The celebration of Near Future Teaching, and launch of the final report, happened on the evening of 26th March.

The event brought together a really diverse grouping of students, staff and friends from across and beyond the university. The room itself was full of enthusiastic and encouraging discussion, which our colleague James Lamb was kind enough to document through a sound recording.

The overall purpose of the night was to present the process and the outcome from the last two years, so as well as eating, drinking and chatting, we had a series of short talks outlining different parts of our work.

Image by Anne-Marie Scott

Sian Bayne, the project lead described the background to the project and its overarching aim not to predict or respond to versions of the future determined by others, but rather to design our own future as a university, based on our own shared values.

Michael Gallagher, project research associate, spoke briefly on how he reconciled his work in developing nations where education is often a low-resource, low-technology, yet highly intricate affair with the models being advanced in the project. He emphasised the value of diversity in widening participation efforts, and how that value is found throughout the project.

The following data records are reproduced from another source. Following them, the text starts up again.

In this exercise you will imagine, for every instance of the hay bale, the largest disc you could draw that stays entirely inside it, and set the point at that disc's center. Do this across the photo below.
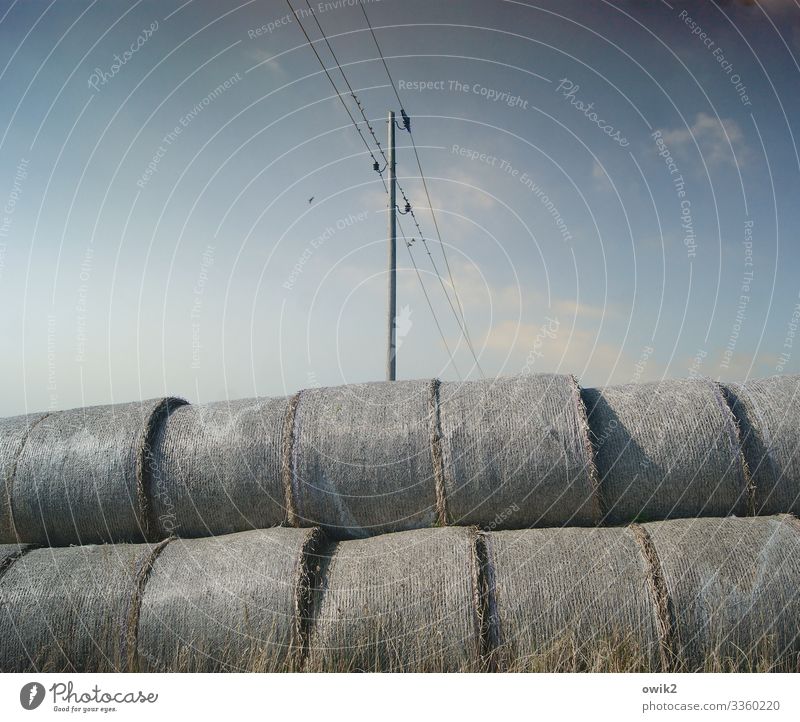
(217, 468)
(398, 602)
(9, 553)
(517, 453)
(572, 599)
(224, 604)
(733, 587)
(65, 610)
(13, 434)
(361, 458)
(82, 475)
(767, 411)
(666, 450)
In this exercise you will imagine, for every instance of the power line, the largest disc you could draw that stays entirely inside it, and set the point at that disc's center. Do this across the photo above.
(427, 192)
(375, 162)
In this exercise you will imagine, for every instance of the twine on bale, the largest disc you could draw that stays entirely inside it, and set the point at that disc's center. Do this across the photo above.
(362, 458)
(130, 627)
(315, 554)
(217, 468)
(516, 453)
(398, 602)
(13, 435)
(572, 599)
(436, 454)
(146, 465)
(227, 603)
(733, 583)
(61, 610)
(767, 413)
(666, 450)
(732, 404)
(83, 475)
(288, 461)
(662, 603)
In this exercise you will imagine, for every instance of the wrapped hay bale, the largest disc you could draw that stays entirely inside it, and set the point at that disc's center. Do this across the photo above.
(82, 475)
(767, 411)
(733, 590)
(666, 450)
(217, 468)
(361, 460)
(398, 602)
(572, 600)
(9, 553)
(516, 453)
(225, 604)
(13, 433)
(65, 610)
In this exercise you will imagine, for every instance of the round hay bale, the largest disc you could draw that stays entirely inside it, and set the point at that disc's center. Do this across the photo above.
(361, 458)
(398, 602)
(768, 411)
(9, 553)
(572, 600)
(733, 587)
(217, 468)
(13, 433)
(225, 604)
(666, 450)
(82, 476)
(66, 610)
(517, 453)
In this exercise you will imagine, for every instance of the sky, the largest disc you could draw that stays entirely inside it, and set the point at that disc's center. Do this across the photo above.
(186, 207)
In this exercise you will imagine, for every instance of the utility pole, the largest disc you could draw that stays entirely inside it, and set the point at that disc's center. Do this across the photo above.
(391, 350)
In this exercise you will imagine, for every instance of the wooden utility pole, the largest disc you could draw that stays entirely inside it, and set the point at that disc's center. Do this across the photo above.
(391, 350)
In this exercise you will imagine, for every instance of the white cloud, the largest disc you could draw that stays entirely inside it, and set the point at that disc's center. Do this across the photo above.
(720, 141)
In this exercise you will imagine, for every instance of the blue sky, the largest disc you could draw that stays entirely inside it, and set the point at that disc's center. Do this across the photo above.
(615, 184)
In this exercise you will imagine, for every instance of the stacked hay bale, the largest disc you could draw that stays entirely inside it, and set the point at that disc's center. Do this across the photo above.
(732, 585)
(400, 602)
(67, 609)
(767, 412)
(666, 450)
(694, 594)
(13, 434)
(233, 603)
(217, 468)
(516, 453)
(572, 599)
(82, 476)
(361, 460)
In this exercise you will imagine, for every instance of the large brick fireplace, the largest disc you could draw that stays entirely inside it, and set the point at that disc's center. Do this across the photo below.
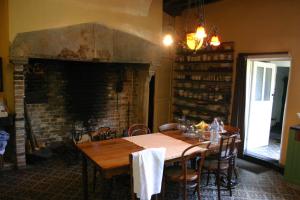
(79, 74)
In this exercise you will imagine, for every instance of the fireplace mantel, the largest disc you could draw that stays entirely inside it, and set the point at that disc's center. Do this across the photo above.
(83, 42)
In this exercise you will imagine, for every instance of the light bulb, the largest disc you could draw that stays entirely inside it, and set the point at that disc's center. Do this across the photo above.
(200, 33)
(168, 40)
(215, 41)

Diva Mukherji, the Vice-President for Education for the Edinburgh University Students’ Association (EUSA) spoke next on the values underpinning the project, synthesised from data gathered and generated over the period of the project.

Diva from EUSA
Image from Chris Speed

Jennifer Williams, the Near Future Teaching core team member, project manager, and renowned poet, recited a work written during one of our project events which creative writing as a way of articulating the futures of the University. “What you will teach is, what you believe…”.

Jennifer Williams from NFT
Photo from Chris Speed

Santini Basra our partner and colleague from Andthen, the design-research and futures-thinking agency that has been working with us spoke next. He described the methods from the project, discussing how contemporary futures thinking can shake institutions into rethinking and exerting agency over their futures.

Image from Chris Speed

Finally, Professor Peter Mathieson, Principal and Vice-Chancellor of the University of Edinburgh then concluded the evening by officially launching the report, encouraging its uptake throughout the University, and emphasising that the values and methods emerging from the project could inform teaching at the University for generations to come. The remaining part of the evening was spent chatting around the exhibition about the project which designed by Andthen.